The Customer shall provide to HEARTSPACE all information, including but not limited to relevant content, text, images, and other files, relevant to the performance of the Services. Furthermore, before commencing any specific project, the Customer shall (if available) review and approve the statement of work as provided by HEARTSPACE During the term of the Agreement, the Customer shall continuously, with promptness and in good time provide HEARTSPACE with necessary co-operation, information, materials and data, access to staff and timely decision-making which may be reasonably required by HEARTSPACE for the performance of the Services.
The Customer shall designate and maintain throughout the term of the Agreement one or several individuals to serve as its primary point of contact for day-to-day communications, consultation, and decision-making regarding the Services provided (each, a "Contact Person").
The Contact Person(s) shall be the contact(s) between the Customer and HEARTSPACE in connection with day-to-day matters relating to the Services and be responsible for, providing day-to-day consents and approvals, including any financial decisions relating to the Services, on behalf of the Customer and communicating with and providing timely and accurate information and feedback to HEARTSPACE in connection with the Services. The Customer shall ensure that its Contact Person(s) have the requisite organizational authority, skill, experience, and other qualifications to perform these duties.

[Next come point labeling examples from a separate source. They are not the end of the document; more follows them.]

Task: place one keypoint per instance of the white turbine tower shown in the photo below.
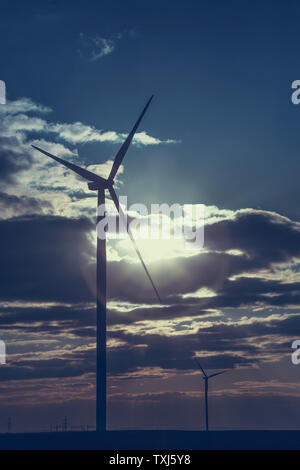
(206, 378)
(101, 185)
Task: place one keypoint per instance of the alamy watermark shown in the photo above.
(162, 222)
(2, 92)
(2, 352)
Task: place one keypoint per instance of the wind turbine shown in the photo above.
(97, 183)
(206, 378)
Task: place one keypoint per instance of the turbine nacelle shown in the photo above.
(98, 183)
(96, 186)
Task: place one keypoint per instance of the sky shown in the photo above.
(221, 131)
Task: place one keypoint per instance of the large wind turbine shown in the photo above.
(206, 378)
(97, 183)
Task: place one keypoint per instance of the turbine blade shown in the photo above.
(199, 365)
(122, 215)
(217, 373)
(121, 153)
(77, 169)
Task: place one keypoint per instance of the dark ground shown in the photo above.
(154, 440)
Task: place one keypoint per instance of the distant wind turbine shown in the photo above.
(100, 184)
(205, 378)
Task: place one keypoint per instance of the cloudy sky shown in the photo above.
(221, 131)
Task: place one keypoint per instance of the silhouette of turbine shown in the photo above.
(206, 378)
(100, 184)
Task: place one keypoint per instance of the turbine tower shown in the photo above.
(206, 378)
(99, 184)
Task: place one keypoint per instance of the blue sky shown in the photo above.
(221, 131)
(221, 75)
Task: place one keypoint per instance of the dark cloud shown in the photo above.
(45, 258)
(12, 205)
(13, 158)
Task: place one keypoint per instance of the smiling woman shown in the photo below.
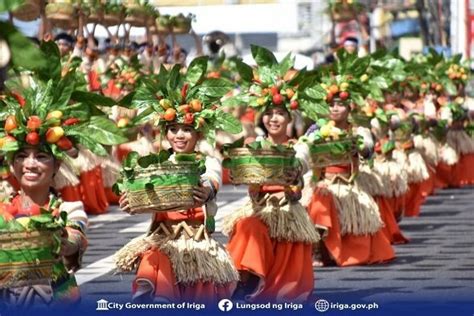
(35, 170)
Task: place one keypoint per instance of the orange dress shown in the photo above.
(463, 171)
(156, 269)
(350, 249)
(284, 267)
(391, 229)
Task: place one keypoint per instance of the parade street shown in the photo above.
(436, 266)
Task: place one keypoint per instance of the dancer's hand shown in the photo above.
(68, 247)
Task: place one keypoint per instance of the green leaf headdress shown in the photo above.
(186, 97)
(276, 84)
(55, 117)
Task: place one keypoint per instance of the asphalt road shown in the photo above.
(437, 266)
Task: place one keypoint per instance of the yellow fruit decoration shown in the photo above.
(23, 221)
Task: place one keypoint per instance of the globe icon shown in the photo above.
(321, 305)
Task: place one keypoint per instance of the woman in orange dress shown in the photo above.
(35, 170)
(205, 272)
(349, 216)
(178, 260)
(271, 237)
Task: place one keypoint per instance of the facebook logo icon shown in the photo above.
(225, 305)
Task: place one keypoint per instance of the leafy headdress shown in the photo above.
(54, 115)
(186, 97)
(268, 86)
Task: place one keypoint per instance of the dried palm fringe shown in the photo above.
(308, 189)
(461, 142)
(65, 177)
(369, 181)
(414, 164)
(448, 155)
(192, 261)
(394, 177)
(85, 161)
(358, 212)
(428, 147)
(285, 221)
(110, 172)
(6, 190)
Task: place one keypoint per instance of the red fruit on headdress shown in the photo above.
(275, 90)
(189, 118)
(334, 89)
(329, 97)
(34, 122)
(19, 99)
(344, 95)
(169, 115)
(64, 143)
(54, 134)
(10, 124)
(294, 105)
(71, 121)
(32, 138)
(277, 99)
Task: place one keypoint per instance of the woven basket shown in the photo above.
(28, 12)
(137, 20)
(260, 166)
(27, 258)
(332, 153)
(161, 188)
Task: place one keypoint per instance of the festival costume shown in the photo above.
(351, 218)
(52, 119)
(178, 260)
(187, 265)
(270, 236)
(63, 289)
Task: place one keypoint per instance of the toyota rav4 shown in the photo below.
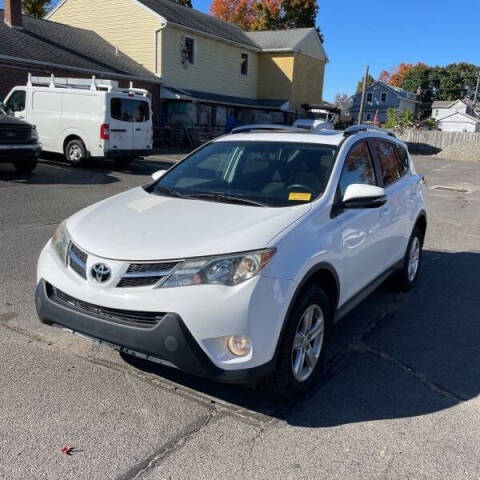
(236, 262)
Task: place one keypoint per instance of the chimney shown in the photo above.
(13, 13)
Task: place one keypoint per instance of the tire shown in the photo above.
(123, 162)
(290, 380)
(76, 153)
(407, 277)
(25, 166)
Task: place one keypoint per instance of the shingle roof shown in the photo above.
(202, 22)
(279, 38)
(55, 43)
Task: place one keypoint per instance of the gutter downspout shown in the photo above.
(156, 46)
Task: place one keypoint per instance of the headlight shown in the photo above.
(60, 241)
(224, 270)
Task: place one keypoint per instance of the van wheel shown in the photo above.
(123, 162)
(75, 152)
(302, 351)
(25, 166)
(406, 278)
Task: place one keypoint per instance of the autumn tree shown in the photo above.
(35, 8)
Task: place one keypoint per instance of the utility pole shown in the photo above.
(476, 90)
(364, 92)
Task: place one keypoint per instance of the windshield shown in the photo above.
(273, 174)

The Customer agrees to abide by the terms of any third-party software, media, or intellectual property included within any work done or Services provided for the Customer.
The Customer shall, from the Effective Date and onwards, (i) obtain and maintain all licenses, permits, and governmental authorizations necessary to own and/or use its property (including IP), conduct its business, and use the results of this Agreement for its intended purposes and (ii) make sure that these licenses, permits and governmental authorizations are valid and enforceable.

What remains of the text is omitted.